Тот развёл руками и огорчённо покачал головой.

— Ваха, — подполковник назвал имя своего агента, — сразу предупредил, что возможностей узнать подробности у него нет.

— Значит, встреча назначена на одной из трёх баз… — задумчиво повторил Черных и, закончив расхаживать по комнате, подошёл к висевшей на стене карте. — На одной из трёх… Давай-ка, ещё разок напомни мне координаты.

— Х… У… — Остапенко, даже не заглядывая в лежавший перед ним листок, начал диктовать переданные агентом цифры. Шесть пятизначных цифр легли в память сразу же. Сказывалась давняя привычка держать всё в памяти, не доверяя свои мысли бумаге.

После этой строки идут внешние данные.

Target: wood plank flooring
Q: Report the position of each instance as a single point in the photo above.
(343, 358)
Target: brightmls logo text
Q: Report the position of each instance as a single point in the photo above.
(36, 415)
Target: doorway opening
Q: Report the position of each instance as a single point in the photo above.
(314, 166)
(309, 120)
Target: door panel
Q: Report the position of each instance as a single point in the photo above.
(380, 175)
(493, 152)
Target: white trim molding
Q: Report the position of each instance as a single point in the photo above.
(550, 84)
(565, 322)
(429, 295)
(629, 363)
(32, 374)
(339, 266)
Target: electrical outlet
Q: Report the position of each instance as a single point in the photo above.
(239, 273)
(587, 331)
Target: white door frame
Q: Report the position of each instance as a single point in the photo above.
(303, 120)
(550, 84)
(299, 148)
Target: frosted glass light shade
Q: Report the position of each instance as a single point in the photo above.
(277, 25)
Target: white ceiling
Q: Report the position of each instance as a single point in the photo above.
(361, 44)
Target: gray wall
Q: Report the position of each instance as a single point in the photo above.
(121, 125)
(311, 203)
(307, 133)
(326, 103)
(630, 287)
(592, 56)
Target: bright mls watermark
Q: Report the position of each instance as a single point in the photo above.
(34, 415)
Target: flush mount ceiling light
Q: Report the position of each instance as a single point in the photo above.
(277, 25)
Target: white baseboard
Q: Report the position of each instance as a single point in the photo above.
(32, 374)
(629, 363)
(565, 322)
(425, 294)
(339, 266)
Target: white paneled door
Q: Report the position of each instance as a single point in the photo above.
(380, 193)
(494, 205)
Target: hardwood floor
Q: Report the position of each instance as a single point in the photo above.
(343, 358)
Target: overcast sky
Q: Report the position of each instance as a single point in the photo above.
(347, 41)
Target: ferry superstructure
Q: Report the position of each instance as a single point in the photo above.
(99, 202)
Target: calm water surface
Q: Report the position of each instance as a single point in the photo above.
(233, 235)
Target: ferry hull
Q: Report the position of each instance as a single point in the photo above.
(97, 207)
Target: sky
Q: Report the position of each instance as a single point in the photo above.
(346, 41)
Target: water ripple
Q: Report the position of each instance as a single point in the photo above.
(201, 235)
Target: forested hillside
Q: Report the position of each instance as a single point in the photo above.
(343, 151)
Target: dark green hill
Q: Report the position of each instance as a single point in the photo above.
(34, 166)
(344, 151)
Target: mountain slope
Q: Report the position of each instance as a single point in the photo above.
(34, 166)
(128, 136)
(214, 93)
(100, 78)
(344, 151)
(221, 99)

— Значит, это будет выглядеть так, — Черных отступил на полшага от карты, на которой виднелись три жирных, поставленных фломастером, точки. Ещё ранее отмеченные, начертанные красной гелевой ручкой тонкие, прерывистые линии показывали маршрут движения, и ей же были отмечены места забазирования спецназовских групп. Мысленно прочертив линии дальше до координат предполагаемых встреч, подполковник хмыкнул. Движение групп до странности напоминало рассеивающиеся в пространстве лучики света — с каждым пройденным метром спецназовские группы расходились друг от друга всё дальше и дальше. Смутное беспокойство охватило стоявшего подле карты полковника. Он резко повернулся и, стараясь скрыть это беспокойство, как можно безразличнее спросил у всё ещё ковыряющегося в своей разгрузке Остапенко:

— Сколько человек будет принимающих? — под принимающими Черных подозревал представителей Шамиля Басаева, должных принять у кассира деньги.

— Трое — Осман Мартазалиев и двое его телохранителей. По сведениям другого источника, они убыли уже несколько суток назад и до сих пор не возвращались, так что всё сходится.

— Значит, трое, — Черных снова взглянул на карту. — Что ж, будем надеяться, что всё именно так и обстоит. Можешь передавать координаты в отряд. Пусть работают. Только добавь, не официально конечно, чтобы там без фанатизма, — произнеся последнюю фразу, Черных понял, что она несколько противоречит им же проведённому инструктажу в пункте «сорванной боевой задачи», но говорить больше ничего не стал.

Группы специального назначения.

— О чем задумался? — Фадеев скосил глаза на безмятежно развалившегося на коврике Ефимова. Выскользнувшее из прорехи облаков солнце своими лучами пролегло по его лицу, осветив спрятанную за переплетением листвы мечтательную полуулыбку.

— Видишь, — подбородок старшего прапорщика приподнялся чуть вверх, указывая на капли росы, целой гроздью повисших на переплетении ежевичных веток. Жёлтые лучи утреннего солнца пронзали их своими пиками, после чего разлетались в разные стороны всеми цветами великолепной радуги.

Фадеев начал поворачиваться в указанном направлении, но в этот момент небесные створки сомкнулись, вновь погрузив мир в унылую серость пасмурного дня.

— Опоздал, — сокрушенно констатировал Ефимов, действительно сожалея, что ротный так и не увидел столь красочную картину. И уже поясняя удивлённо поднявшему брови Фадееву, добавил: — Роса как бриллианты отсвечивала. Красиво.

— Красиво, — согласился Фадеев, и тоже впав в задумчивость, потянулся к очередной банке с тушёнкой. Когда же она оказалась в его руке, он довольно заулыбался, одним движением ножа вскрыл её и, заедая прихваченным из ПВД хлебом, принялся насыщать проголодавшийся за ночь желудок.

Ефимов же, глядя на ротного, только усмехнулся, а увидев протянутую в его сторону банку с предложением присоединиться, только отрицательно покачал головой. Они минут двадцать назад скушали, поделив напополам, точно такую же банку тушёнки, добавили к ним две банки печёночного паштета и запили всё это горячим кофе из термоса ротного, так что есть Сергею не хотелось совершенно. Поэтому отказавшись от предложенной тушёнки, Ефимов уставился в глубину леса и снова предался созерцанию…

Старший лейтенант Крушинин, прислонившись спиной к дереву, приманивал мышку, отламывая и подбрасывая ей небольшие кусочки галет. Мышка то продвигалась вперёд, то убегала, потом снова возвращалась, и так раз за разом, покуда не добиралась до очередного кусочка вкуснятины. Тут она хватала его и скрывалась из виду сразу на несколько минут, видимо, пряча или сгрызая предложенное угощение, затем возвращалась снова. Мышка была маленькая, пепельно-серого цвета и какая-то вся прогонистая, словно растущая в вечном голоде.